Una pareja de enfermos terminales de cáncer, de caracteres y mundos completamente opuestos (Edward Cole es un engreído millonario mientras que Carter Chambers es un modesto mecánico), decide hacer un último viaje para poder realizar todas las cosas que desean hacer antes de morir.
Como ya pasara con papeles como el de Infiltrados en el caso de Nicholson o el de Million Dollar Baby en el caso de Freeman, es difícil que salga mal un personaje hecho a medida.
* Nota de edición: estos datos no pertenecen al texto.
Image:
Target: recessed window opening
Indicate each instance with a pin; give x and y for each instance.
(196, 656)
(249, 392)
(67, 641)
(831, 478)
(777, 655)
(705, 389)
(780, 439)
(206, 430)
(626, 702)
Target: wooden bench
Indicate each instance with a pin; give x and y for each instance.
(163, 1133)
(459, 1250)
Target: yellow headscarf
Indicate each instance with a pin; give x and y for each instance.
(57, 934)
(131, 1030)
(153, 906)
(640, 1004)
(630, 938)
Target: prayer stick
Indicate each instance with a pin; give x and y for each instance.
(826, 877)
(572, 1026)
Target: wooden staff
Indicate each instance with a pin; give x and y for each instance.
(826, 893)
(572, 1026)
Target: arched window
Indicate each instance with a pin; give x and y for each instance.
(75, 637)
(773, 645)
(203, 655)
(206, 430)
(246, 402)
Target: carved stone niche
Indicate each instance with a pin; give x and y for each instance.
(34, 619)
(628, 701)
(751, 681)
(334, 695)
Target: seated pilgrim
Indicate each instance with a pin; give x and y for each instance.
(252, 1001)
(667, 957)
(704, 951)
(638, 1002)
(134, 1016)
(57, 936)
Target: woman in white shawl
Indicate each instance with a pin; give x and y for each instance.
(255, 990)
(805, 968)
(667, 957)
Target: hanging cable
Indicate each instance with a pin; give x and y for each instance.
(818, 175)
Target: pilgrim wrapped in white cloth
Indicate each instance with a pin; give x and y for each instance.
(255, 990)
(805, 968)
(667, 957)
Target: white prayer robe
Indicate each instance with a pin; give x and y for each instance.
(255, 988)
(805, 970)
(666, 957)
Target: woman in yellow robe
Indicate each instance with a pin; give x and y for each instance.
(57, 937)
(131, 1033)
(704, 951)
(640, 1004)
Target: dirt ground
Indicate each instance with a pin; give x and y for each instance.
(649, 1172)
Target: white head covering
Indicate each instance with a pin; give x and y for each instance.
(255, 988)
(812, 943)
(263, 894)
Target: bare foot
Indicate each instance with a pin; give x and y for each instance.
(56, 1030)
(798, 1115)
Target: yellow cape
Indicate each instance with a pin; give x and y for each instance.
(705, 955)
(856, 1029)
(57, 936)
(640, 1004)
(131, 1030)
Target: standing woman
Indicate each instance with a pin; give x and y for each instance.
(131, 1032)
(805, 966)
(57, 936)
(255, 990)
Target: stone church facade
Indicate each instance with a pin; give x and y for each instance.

En este caso, no sólo sale bien, sino que traspasa la frontera de lo meramente formal y se convierte en un verdadero juego entre dos actores de renombre que desde hace tiempo querían trabajar juntos.
De argumento ligero, básico y simple, lo mejor de esta película es el fondo que se transmite, la idea básica de la última oportunidad, de la libertad y de muchos otros temas que sin duda están muy presentes en la sociedad actual.
Interesante reflexión la que plantea el filme e interesante propuesta para la cartelera actual, tan hiperpoblada de grandes producciones con pretensión pre-Oscar y exagerada publicidad. Una pequeña película, sin ninguna artificialidad, sincera, consecuente y que depara un agradable rato de buen cine hecho con cariño.